İstinaf Mahkemesince iddia, savunma ve tüm dosya kapsamına göre, Dairemizin 10/03/2016 tarih ve 2015/25 esas 2016/2676 karar sayılı onama kararı ile yine Dairemizin 05/04/2016 tarih ve 2015/8055 esas 2016/3673 karar sayılı onama kararları ile birlikte somut olay değerlendirildiğinde; davalı şirketin dosya kapsamına göre yönetim kurulu üyeleri hakkında daha önceden alınan maddelerdeki yetkilerin verilmesinden kaynaklanan eylemlerden ötürü açılmış ve devam eden dava ve karar tarihi itibariyle derdest bulunan ceza ve hukuk davalarının bulunduğu gibi, davaya konu 29/03/2017 tarihli Olağan Genel Kurulunda da davalı şirketin yönetim kuruluna gündemin 8.maddesi gereğince 6102 sayılı TTK’nın 395 ve 396.maddeleri gereğince izin ve yetki verilmesine yönelik karar alındığı, bu kararlarla aynı yönde alınan davalı şirketin 12/08/2011 tarihli genel kurul kararları ile 08/08/2014 tarihli genel kurul kararlarının iptaline karar verildiği, ayrıca davaya konu gündemin 8.maddesi gereğince aynı yönetim kurulu üyelerine aynı yetkilerinin tanınmasının da afaki iyi niyet (objektif) kurallarına aykırı olduğu, bu aykırılığın davaya konu kararın çoğunluk oyu ile alınmak suretiyle giderilmesi de söz konusu olamayacağı öte yandan iş bu davanın 05/04/2017 tarihinde açılmış olup, yapılan yargılama sonucunda ilk derece mahkemesince 12/12/2018 tarihinde davanın kabulüne karar verildiği, dava tarihi itibariyle Dairemizin bozma ve onama ilamına konu olan davalı şirketin yönetim kurulu üyeleri hakkında açılan haksız rekabete dayalı ceza ve hukuk davalarının halen derdest olup kesinleşmedikleri gibi karar tarihi itibariyle de bir kısım haksız rekabete dayalı hukuk davalarının da derdest olup kesinleşmediği gerekçesiyle, davalı vekilinin istinaf başvurusunun HMK’nın 353/1-b.1 maddesi gereğince esastan reddine karar verilmiştir.

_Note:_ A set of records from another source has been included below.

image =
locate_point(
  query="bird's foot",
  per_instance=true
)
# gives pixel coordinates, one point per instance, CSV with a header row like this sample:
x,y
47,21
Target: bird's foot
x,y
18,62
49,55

Karar, davalı vekili tarafından temyiz edilmiştir
Yapılan yargılama ve saptanan somut uyuşmazlık bakımından uygulanması gereken hukuk kuralları gözetildiğinde İlk Derece Mahkemesince verilen kararda bir isabetsizlik olmadığının anlaşılmasına, rekabete izin verilen şirket yöneticileri hakkında açılan ceza davasının olağan genel kurulun alındığı 29.03.2017 tarihi itibariyle kesinleşmemiş olmasına göre, davalı vekilince yapılan istinaf başvurusunun, HMK’nın 353/b-1 maddesi uyarınca Bölge Adliye Mahkemesince esastan reddine ilişkin kararın usul ve yasaya uygun olduğu kanısına varıldığından Bölge Adliye Mahkemesi kararının onanmasına karar vermek gerekmiştir.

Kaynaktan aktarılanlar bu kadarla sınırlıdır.